North Node conjunct Sun in Libra


Now, I want to share a very interesting aspect to my north node. My sun conjuncts it! According to Celeste Teal, this is the definition of that particular aspect:
“With the North Node conjunct the Sun there are special privileges or a boost to achievements – it is like being in the right place at the right time, having considerable luck, mingling and interacting with important people, plenty of material abundance, and so forth. Things just seem to click for such a person and they may be drawn into the limelight or onto the stage. They ride the mainstream. The Sun is a beneficial planet, and the soul may have been given this extra help to ensure sufficient development of his or her ego. In the past there was likely a lack of self-esteem and not enough personal recognition even though the person worked for the benefit of others. The house where the conjunction falls will show where the individuality and leadership may best be expressed. If anyone can get by without having to make retributions, even for wrongs done in this life, it is the person with North Node conjunct the Sun.

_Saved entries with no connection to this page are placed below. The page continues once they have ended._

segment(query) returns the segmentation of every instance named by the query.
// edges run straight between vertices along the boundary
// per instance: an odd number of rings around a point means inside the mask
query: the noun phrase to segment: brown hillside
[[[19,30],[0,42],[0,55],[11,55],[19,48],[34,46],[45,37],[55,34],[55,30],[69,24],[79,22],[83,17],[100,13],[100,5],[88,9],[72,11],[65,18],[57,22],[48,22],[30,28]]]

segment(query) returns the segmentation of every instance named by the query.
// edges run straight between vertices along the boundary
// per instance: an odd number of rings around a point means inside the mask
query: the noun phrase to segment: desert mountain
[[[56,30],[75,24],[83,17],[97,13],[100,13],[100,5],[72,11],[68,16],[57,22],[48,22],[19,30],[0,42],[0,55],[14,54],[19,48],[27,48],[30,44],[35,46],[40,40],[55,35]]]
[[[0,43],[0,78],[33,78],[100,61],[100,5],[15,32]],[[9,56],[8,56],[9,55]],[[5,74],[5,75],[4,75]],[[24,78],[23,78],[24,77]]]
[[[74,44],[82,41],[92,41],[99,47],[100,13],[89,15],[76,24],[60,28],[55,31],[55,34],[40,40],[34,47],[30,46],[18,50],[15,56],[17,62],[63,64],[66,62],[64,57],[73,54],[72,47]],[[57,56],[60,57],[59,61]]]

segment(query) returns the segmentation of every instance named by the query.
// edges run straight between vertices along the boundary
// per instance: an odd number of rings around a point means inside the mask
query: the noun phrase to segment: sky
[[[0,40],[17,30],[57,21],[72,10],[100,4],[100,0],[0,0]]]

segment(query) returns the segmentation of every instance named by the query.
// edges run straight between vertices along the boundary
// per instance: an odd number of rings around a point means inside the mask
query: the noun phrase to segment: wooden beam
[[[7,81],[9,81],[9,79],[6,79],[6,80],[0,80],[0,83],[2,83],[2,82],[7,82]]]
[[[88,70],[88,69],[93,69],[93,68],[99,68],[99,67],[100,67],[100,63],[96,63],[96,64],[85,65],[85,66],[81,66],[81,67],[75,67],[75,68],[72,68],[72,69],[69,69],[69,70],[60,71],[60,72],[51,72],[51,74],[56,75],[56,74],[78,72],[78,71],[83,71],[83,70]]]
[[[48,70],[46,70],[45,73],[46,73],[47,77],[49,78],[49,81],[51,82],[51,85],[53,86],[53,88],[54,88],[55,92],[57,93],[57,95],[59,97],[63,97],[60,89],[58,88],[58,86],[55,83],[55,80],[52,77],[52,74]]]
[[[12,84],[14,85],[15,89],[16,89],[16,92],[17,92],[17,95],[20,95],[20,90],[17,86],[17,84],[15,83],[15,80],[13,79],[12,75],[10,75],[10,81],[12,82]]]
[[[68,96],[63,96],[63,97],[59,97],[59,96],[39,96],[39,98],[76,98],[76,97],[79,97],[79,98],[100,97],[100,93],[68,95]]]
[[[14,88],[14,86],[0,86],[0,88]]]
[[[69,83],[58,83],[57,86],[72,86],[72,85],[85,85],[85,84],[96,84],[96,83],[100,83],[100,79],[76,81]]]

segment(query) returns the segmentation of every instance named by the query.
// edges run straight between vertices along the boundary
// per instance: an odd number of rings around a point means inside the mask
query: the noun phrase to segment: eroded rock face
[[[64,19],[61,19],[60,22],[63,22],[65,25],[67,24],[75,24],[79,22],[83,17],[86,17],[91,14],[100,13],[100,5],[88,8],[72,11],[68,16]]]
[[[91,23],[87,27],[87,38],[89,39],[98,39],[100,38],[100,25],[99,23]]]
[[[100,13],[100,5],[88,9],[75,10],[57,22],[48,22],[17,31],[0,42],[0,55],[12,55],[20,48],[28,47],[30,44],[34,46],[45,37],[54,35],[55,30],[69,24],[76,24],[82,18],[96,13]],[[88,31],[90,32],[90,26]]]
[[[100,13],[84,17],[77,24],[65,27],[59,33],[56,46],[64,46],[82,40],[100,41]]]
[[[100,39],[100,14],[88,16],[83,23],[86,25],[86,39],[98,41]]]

He or she is spared for now, as in this lifetime they are slated for personal elevation. Arrogance and egotism may result when these cosmic blessings are misused. Masculine figures, including the father, are ruled by the Sun, therefore with the Sun conjunct the North Node, there are strong ties to a father figure, who is of exceptional benefit. The paternal side of the family may be of special help in finding their direction. There are many of royal blood in this group (Teal, 2008).”

Not all people have their sun conjuncting their north node, so they may have a little bit of difficulty in carrying out their life missions. If their suns, for example, conjuncted their south node, then it means that their personality and desires in life are opposite their life purpose. It is indeed a challenging aspect. For my sun conjunct my north node, my personality and desires are already in line with my purpose. It’s like my destiny is already given to me in a silver platter. I just have to work more on the personality that I already have and exalt it. I just feel lucky to have this placement – just like having my Jupiter in Sagittarius conjunct my part of fortune. Imagine how lucky that is! Maybe I am the only that doesn’t recognize my luck in this lifetime. Well, I hate being vain and self-centered again because I am going away from my overused Aries energy, but I LOVE ME!!! And I am so thankful for astrology because it made me have a deeper understanding of who I am and what I am doing here. J

Sources:

Ronngren, Dianne. (2012). Lunar Nodes: Key to Emotions and Life Experiences. California: ETC Publishing.
Teal, Celeste. (2008). Lunar Nodes: Discover Your Soul’s Karmic Mission. Woodbury, Minnesota: Llewelyn Publications.